Namun akibatnya, selama menempati rumahnya ada berbagai dampak yang dirasakan oleh Diana. Mulai dari tembok yang retak hingga getaran saat ada kendaraan yang melintas di dekat rumahnya.

"Temboknya pada retak. Dinding itu pada retak. Terus kalau ada kendaraan yang lewat itu terasa banget getarannya. Karena lahannya mungkin kurang padat," kata Diana.

Tidak sampai di situ, hampir setiap hari Diana juga harus merasakan aroma tidak sedap. Pasalnya, tepat di depan rumah Diana terdapat sebuah empang yang sudah sangat dipenuhi oleh berbagai macam sampah.

"Kalau dibilang bau sih ya sangat bau. Apalagi kalau musim hujan," ucap Diana.

Meski begitu, mau tidak mau situasi itu lah yang setiap hari dirasakan oleh Diana. Sebab lokasi rumahnya memang berhadapan langsung dengan empang yang sudah sangat dipenuhi oleh hamparan sampah.

Sementara itu, warga lainnya Iman (69) mengatakan di tahun 1975 rumah-rumah warga yang ada di kawasan tersebut mayoritas dibangun dengan sangat sederhana. Begitu juga Iman. Di era itu, Iman sendiri membangun rumahnya hanya dengan menggunakan material-material sederhana.

"Kalau waktu dulu saya bikin rumah tiangnya aja itu cuma ditancapin. Ya benar-benar sederhana waktu dulu saya bikin rumah," kata Iman.

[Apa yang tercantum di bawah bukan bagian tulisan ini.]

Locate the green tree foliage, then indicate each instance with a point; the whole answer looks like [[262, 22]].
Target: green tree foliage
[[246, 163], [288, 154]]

Hingga kini, proses pengurukan lahan empang dengan menggunakan sampah masih terus dilakukan oleh masyarakat di RW 10, Samadikun Selatan, Kelurahan Kesenden, Kota Cirebon.

Akibat menggunakan cara-cara demikian, tidak sedikit bangunan rumah yang ambles maupun miring. Menurut Iman hal ini terjadi karena kondisi lahan yang kurang padat lantaran menggunakan sampah saat melakukan pengurukan.

"Sering kejadian gitu (rumah amblas atau miring). Karena kan di bawahnya sampah jadi belum padat. Jadi kalau bikin rumah di sini itu pasti ada perubahan. Kalau ngga ambles ya miring," kata Iman.